Heartbreaking sums up most of “The Good News,” as well as the previous two episodes in the holiday arc that concluded 1964. There were more laughs than usual, too, but now the drama is delving deeper into the characters’ stories. Having watched them for so long, we see how much — or how little — they’ve progressed, and every setback hurts more. Lane, one of the more honest characters, continues to try to do the right thing, only to first be belittled by his former bosses in London before he left for SCDP, and now dismissed by his wife.
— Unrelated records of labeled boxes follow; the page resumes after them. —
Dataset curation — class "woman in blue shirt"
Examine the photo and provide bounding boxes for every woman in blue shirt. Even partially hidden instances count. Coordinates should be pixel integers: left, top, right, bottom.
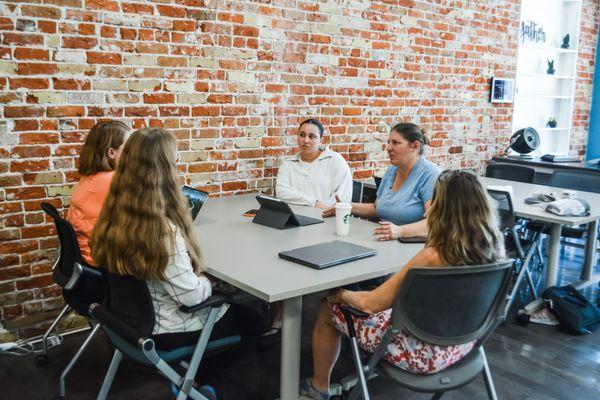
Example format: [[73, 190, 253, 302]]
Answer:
[[323, 123, 440, 240]]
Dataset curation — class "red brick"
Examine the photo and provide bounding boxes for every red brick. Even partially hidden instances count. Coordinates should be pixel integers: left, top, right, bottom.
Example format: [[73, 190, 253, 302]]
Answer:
[[4, 106, 44, 118], [52, 78, 91, 90], [77, 24, 96, 35], [10, 160, 50, 172], [144, 93, 175, 104], [173, 20, 196, 32], [15, 47, 50, 61], [85, 0, 119, 12], [46, 106, 85, 117], [38, 21, 56, 33], [15, 133, 59, 144], [10, 146, 50, 158], [157, 57, 187, 67], [135, 43, 169, 54], [233, 25, 258, 37], [17, 63, 57, 75], [21, 5, 61, 19], [62, 37, 98, 49], [156, 4, 186, 18], [0, 175, 23, 187], [121, 3, 154, 15], [87, 51, 122, 64], [21, 225, 56, 239], [207, 94, 233, 104], [125, 107, 157, 117], [2, 32, 44, 46], [10, 78, 50, 89], [17, 274, 54, 290]]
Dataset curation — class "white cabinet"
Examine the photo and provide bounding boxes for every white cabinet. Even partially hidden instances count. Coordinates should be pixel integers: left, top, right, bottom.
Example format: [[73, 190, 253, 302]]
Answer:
[[513, 0, 581, 155]]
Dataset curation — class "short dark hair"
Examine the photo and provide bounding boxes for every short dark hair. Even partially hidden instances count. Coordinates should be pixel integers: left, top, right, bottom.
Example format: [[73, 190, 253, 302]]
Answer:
[[391, 122, 429, 154], [298, 118, 325, 137], [78, 121, 129, 176]]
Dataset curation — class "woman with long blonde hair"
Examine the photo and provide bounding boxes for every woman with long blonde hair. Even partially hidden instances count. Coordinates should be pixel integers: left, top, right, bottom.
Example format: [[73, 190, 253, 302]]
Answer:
[[300, 170, 505, 400], [92, 128, 212, 340]]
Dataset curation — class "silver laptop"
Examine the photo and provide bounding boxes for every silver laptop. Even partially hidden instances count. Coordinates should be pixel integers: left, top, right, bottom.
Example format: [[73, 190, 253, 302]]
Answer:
[[279, 240, 377, 269]]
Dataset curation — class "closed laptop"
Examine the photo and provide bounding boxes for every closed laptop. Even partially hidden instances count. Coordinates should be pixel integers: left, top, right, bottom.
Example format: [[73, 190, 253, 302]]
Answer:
[[279, 240, 377, 269]]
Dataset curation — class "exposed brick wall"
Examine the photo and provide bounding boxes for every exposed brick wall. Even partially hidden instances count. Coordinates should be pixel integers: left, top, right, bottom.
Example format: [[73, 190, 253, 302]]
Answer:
[[0, 0, 600, 336], [571, 0, 600, 157]]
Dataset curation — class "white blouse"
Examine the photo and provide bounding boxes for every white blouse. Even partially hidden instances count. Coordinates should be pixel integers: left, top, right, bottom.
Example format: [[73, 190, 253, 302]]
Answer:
[[146, 225, 217, 334], [276, 149, 352, 207]]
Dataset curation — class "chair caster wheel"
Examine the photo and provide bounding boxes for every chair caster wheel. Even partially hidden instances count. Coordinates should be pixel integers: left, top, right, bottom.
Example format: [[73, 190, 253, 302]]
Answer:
[[515, 314, 530, 326], [35, 354, 48, 367]]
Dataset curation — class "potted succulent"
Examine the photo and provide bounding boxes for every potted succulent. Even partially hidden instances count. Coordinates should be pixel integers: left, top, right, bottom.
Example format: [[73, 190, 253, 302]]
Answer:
[[560, 33, 571, 49], [546, 60, 556, 75]]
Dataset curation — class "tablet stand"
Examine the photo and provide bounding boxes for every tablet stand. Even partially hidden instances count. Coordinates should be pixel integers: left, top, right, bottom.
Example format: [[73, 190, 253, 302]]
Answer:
[[252, 206, 299, 229]]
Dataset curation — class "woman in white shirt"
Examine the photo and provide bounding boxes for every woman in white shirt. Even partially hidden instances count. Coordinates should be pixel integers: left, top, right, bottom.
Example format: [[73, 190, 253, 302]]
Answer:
[[262, 118, 352, 345], [275, 118, 352, 209], [91, 128, 260, 350]]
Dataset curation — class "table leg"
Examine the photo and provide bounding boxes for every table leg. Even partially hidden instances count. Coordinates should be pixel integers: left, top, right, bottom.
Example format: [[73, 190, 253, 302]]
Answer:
[[279, 296, 302, 400], [546, 224, 560, 288], [581, 220, 598, 281]]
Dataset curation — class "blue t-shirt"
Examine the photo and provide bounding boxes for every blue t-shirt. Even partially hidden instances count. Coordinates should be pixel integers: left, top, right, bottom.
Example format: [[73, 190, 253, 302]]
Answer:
[[377, 157, 440, 225]]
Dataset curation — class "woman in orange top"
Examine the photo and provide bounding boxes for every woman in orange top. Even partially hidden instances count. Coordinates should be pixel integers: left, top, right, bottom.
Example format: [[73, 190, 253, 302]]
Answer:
[[67, 121, 129, 265]]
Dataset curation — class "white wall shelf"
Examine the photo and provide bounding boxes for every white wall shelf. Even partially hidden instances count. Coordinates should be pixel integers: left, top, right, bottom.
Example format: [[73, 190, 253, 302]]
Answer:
[[516, 93, 573, 100], [519, 72, 575, 79], [512, 0, 582, 156], [522, 45, 577, 54]]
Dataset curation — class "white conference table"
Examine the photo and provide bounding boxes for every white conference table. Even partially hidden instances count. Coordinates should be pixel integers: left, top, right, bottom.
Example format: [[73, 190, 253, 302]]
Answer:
[[194, 195, 423, 400], [480, 177, 600, 288]]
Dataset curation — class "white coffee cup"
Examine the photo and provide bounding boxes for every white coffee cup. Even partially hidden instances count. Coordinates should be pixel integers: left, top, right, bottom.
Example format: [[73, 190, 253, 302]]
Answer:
[[335, 203, 352, 236]]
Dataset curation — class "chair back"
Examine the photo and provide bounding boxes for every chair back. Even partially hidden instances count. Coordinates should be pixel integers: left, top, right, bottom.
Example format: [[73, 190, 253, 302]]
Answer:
[[487, 189, 517, 233], [485, 164, 535, 183], [94, 272, 155, 340], [549, 170, 600, 193], [40, 203, 85, 288], [352, 181, 364, 203], [392, 260, 513, 346]]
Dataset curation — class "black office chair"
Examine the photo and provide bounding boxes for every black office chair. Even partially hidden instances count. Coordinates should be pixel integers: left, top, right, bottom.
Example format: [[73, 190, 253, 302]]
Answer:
[[487, 189, 542, 316], [35, 203, 106, 398], [352, 181, 364, 203], [342, 260, 513, 400], [90, 273, 241, 400], [485, 164, 535, 183]]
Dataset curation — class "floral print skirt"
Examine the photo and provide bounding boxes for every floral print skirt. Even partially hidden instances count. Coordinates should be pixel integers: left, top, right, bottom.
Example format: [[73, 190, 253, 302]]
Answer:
[[331, 306, 475, 374]]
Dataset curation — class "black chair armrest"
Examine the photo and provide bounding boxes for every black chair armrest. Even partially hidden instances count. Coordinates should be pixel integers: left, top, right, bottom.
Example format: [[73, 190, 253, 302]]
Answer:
[[179, 294, 232, 314], [340, 306, 371, 318], [81, 264, 104, 280]]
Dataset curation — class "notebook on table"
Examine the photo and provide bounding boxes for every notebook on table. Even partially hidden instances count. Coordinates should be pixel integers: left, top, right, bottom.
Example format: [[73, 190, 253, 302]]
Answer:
[[183, 186, 208, 220], [279, 240, 377, 269]]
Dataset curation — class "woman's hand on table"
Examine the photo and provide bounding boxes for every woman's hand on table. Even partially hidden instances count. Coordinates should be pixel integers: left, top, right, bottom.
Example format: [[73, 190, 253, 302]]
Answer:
[[373, 221, 402, 241]]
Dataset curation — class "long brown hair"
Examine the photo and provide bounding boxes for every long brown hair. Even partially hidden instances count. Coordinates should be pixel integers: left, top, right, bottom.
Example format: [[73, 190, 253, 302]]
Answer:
[[427, 170, 505, 266], [91, 128, 202, 280], [78, 121, 129, 176]]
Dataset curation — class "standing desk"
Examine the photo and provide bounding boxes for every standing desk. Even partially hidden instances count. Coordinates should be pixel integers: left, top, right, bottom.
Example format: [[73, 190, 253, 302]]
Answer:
[[480, 177, 600, 288], [194, 195, 423, 400]]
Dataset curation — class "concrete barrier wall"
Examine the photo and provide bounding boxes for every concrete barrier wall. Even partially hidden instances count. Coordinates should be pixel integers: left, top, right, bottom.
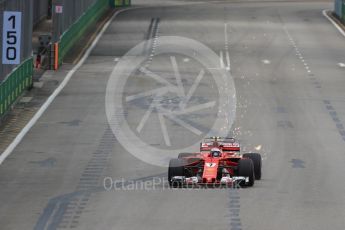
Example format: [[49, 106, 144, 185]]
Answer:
[[0, 0, 33, 83]]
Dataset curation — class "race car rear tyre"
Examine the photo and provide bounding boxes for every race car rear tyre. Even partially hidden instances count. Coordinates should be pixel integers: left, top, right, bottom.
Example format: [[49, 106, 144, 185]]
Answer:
[[238, 159, 255, 186], [178, 153, 195, 158], [168, 159, 185, 188], [243, 153, 262, 180]]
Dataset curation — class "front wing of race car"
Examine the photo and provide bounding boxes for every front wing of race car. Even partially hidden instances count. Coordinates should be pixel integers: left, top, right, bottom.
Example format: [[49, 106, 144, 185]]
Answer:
[[171, 176, 249, 187]]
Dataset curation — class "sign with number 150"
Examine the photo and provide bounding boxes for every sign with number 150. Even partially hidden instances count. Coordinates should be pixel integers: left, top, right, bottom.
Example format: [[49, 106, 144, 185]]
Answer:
[[2, 11, 22, 65]]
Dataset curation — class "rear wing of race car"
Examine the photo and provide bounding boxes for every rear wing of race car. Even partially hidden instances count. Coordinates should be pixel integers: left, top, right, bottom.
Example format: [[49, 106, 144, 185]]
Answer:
[[200, 137, 241, 152]]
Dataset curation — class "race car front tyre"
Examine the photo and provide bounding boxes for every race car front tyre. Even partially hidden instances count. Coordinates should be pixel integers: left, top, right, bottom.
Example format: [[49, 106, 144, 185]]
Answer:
[[243, 153, 262, 180], [238, 159, 255, 187], [168, 159, 185, 188]]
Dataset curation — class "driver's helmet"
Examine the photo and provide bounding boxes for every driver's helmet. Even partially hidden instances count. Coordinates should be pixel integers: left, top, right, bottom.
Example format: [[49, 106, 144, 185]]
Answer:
[[211, 148, 221, 157]]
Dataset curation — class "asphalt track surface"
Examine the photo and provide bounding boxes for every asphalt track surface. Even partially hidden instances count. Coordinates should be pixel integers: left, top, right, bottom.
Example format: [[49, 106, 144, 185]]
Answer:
[[0, 1, 345, 230]]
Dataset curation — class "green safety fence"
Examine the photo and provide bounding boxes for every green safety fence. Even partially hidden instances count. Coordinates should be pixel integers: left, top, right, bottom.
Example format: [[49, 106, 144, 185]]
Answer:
[[342, 0, 345, 23], [0, 58, 33, 117], [110, 0, 131, 7], [58, 0, 109, 65]]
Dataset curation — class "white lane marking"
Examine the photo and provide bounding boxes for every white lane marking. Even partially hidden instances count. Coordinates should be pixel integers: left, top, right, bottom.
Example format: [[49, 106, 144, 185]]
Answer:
[[338, 62, 345, 68], [158, 113, 171, 146], [0, 7, 139, 165], [224, 23, 229, 46], [223, 23, 231, 71], [179, 69, 205, 110], [170, 56, 185, 97], [322, 10, 345, 37], [219, 51, 224, 69], [226, 50, 231, 71]]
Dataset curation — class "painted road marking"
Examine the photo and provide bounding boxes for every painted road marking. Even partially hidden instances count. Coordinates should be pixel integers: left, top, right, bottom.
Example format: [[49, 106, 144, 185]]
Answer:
[[322, 10, 345, 37], [338, 62, 345, 68]]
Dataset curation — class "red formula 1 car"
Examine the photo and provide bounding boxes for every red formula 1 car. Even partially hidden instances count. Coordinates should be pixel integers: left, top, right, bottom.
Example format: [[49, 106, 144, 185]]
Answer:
[[168, 137, 261, 187]]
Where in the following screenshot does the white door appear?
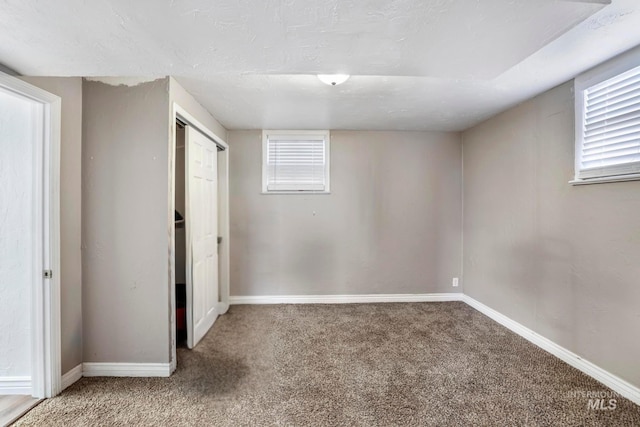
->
[0,88,36,394]
[185,126,219,348]
[0,73,61,397]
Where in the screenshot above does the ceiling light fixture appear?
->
[318,74,349,86]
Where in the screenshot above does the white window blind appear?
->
[263,131,329,192]
[576,63,640,179]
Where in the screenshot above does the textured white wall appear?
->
[0,90,34,378]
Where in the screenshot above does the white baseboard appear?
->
[82,362,171,377]
[229,293,462,305]
[0,376,31,395]
[462,295,640,405]
[61,363,82,391]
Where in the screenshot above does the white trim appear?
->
[0,73,62,398]
[229,293,462,305]
[0,377,31,396]
[61,363,82,390]
[82,362,171,377]
[462,295,640,405]
[173,102,229,150]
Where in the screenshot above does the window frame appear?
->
[569,48,640,185]
[262,130,331,195]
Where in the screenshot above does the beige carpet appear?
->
[17,302,640,426]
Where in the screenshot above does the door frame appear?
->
[0,72,62,398]
[167,102,230,373]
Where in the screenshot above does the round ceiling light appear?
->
[318,74,349,86]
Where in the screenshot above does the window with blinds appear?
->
[262,131,330,193]
[576,61,640,180]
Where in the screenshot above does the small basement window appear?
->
[262,130,330,194]
[572,51,640,184]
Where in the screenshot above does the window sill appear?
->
[569,173,640,185]
[260,191,331,196]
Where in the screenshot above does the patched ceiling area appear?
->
[0,0,640,131]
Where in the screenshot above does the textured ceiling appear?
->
[0,0,640,130]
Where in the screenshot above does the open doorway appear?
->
[0,74,61,398]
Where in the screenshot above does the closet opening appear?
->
[168,108,229,372]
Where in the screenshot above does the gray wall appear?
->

Joan is stronger than most of the people she’s surrounded by, but she still somehow ends up feeling helpless. Lane’s dig at her being used to charming men and getting her way was tough, but was it completely inaccurate? Her banter about the fried chickens’ breasts and thighs was too cutesy, and too young of her, and she knows it. It’s time for her to be in greater control, and if Greg is shipped out to Vietnam, a lot could be in store for our Joanie. And Don — this season actually has me feeling for him, and I wish for him that he’d stay in L.A. for awhile with Anna. “I know everything about you, and I still love you,” she told him, and I think I understand why. All the characters are all too human, and that’s why we love them. Will Don tell Anna about her cancer? Do you think that’s the last we’ll see of Stephanie? And will Lane ever be happy?

Yes, I’m quite ready for 1965.

Sarah Carlson has a front-row seat to the decline of the newspaper industry and lives in Alabama with her overly excitable Pembroke Welsh Corgi.